SynExtend – a work in progress!

As this is a simple workflow, there’s not much dependencies here.

suppressMessages(library(SynExtend))
suppressMessages(library(RSQLite))

Data Collection

ftps <- c("https://ftp.ncbi.nlm.nih.gov/genomes/all/GCF/948/472/415/GCF_948472415.1_JK4103/",
          "https://ftp.ncbi.nlm.nih.gov/genomes/all/GCF/036/010/405/GCF_036010405.1_ASM3601040v1/")

adds <- mapply(SIMPLIFY = TRUE,
               USE.NAMES = FALSE,
               FUN = function(x, y) {
                 paste0(x,
                        "/",
                        y[10],
                        c("_genomic.fna.gz",
                          "_genomic.gff.gz",
                          "_protein.faa.gz"))
               },
               x = ftps,
               y = strsplit(x = ftps,
                            split = "/",
                            fixed = TRUE))
fnas <- adds[1, ]
gffs <- adds[2, ]
amns <- adds[3, ]

Data Processing

dbpath <- tempfile()
conn01 <- dbConnect(SQLite(), dbpath)
genecalls2 <- vector(mode = "list",
                     length = length(gffs))

for (m1 in seq_along(fnas)) {
  Seqs2DB(seqs = fnas[m1],
          type = "FASTA",
          dbFile = conn01,
          identifier = as.character(m1),
          verbose = TRUE)
  genecalls2[[m1]] <- gffToDataFrame(GFF = gffs[m1],
                                     Verbose = TRUE)
}
## Reading FASTA file chunk 1
## 
## 3 total sequences in table Seqs.
## Time difference of 0.92 secs
## 
## ================================================================================
## Time difference of 1.323431 mins
## Reading FASTA file chunk 1
## 
## Added 1 new sequence to table Seqs.
## 4 total sequences in table Seqs.
## Time difference of 1.02 secs
## 
## ================================================================================
## Time difference of 1.521185 mins
names(genecalls2) <- seq(length(genecalls2))

Initial pipeline steps

syn <- FindSynteny(dbFile = conn01,
                   verbose = TRUE)
## ================================================================================
## 
## Time difference of 61.74 secs
l01 <- NucleotideOverlap(SyntenyObject = syn,
                         GeneCalls = genecalls2,
                         Verbose = TRUE)
## 
## Reconciling genecalls.
## ================================================================================
## Finding connected features.
## ================================================================================
## Time difference of 0.4725101 secs
PrepareSeqs(SynExtendObject = l01,
            DataBase01 = conn01,
            Verbose = TRUE)
## Preparing overhead data.
## ================================================================================
## Complete!
## Time difference of 1.649381 secs

Inferrence evaluation steps

p01 <- SummarizePairs(SynExtendObject = l01,
                      DataBase01 = conn01,
                      Verbose = TRUE,
                      IndexParams = list("K" = 5))
## Collecting pairs.
## ================================================================================
## Time difference of 1.423786 mins
p02 <- ClusterByK(SynExtendObject = p01,
                  Verbose = TRUE,
                  ShowPlot = TRUE)
## ================================================================================

## Time difference of 2.559679 secs
p03 <- CompetePairs(SynExtendObject = p02[p02$ClusterID %in% which(attr(x = p02,
                                                                        which = "Retain")), ],
                    Verbose = TRUE,
                    PollContext = TRUE)
## ================================================================================
## Time difference of 0.5909169 secs

Some plots

hist(x = p03$PID,
     breaks = seq(from = 0,
                  by = 0.01,
                  to = 1),
     xaxs = "i",
     yaxs = "i",
     main = "Single ortholog pairs with background scores included",
     xlab = "PID")

Final thoughts

SynExtend has been a bit of a meandering project.
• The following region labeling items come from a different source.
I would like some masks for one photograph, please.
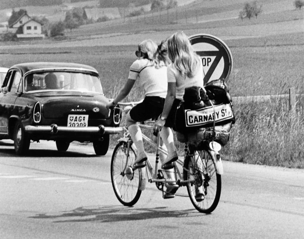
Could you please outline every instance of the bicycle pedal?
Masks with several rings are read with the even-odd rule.
[[[171,168],[173,168],[174,167],[174,165],[172,163],[171,164],[164,164],[161,166],[161,168],[163,169],[165,169],[165,170],[167,169],[171,169]]]
[[[134,165],[134,169],[136,169],[137,168],[144,168],[146,166],[146,163],[144,162],[142,162],[141,163],[138,163]]]

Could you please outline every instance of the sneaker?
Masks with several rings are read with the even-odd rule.
[[[175,196],[175,193],[179,186],[176,184],[168,184],[166,187],[166,191],[164,194],[164,199],[173,198]]]
[[[146,166],[145,161],[147,159],[148,157],[145,152],[139,154],[133,164],[134,167],[138,168],[145,167]]]
[[[202,186],[195,187],[195,199],[197,202],[202,202],[205,199]]]
[[[173,168],[174,165],[172,163],[178,159],[178,156],[176,151],[172,152],[168,155],[166,160],[161,165],[161,168],[163,169],[169,169]]]

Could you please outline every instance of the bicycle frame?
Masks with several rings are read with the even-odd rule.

Part of the reason for it living in the research doldrums for so long is that there aren’t particularly good methods for benchmarking orthology inference, particularly in the space where this tool is intended for use. The goal here was to build a backbone of orthology inference for use with prokaryotic genomic data at the scale of genbank. This site and these examples are still under construction.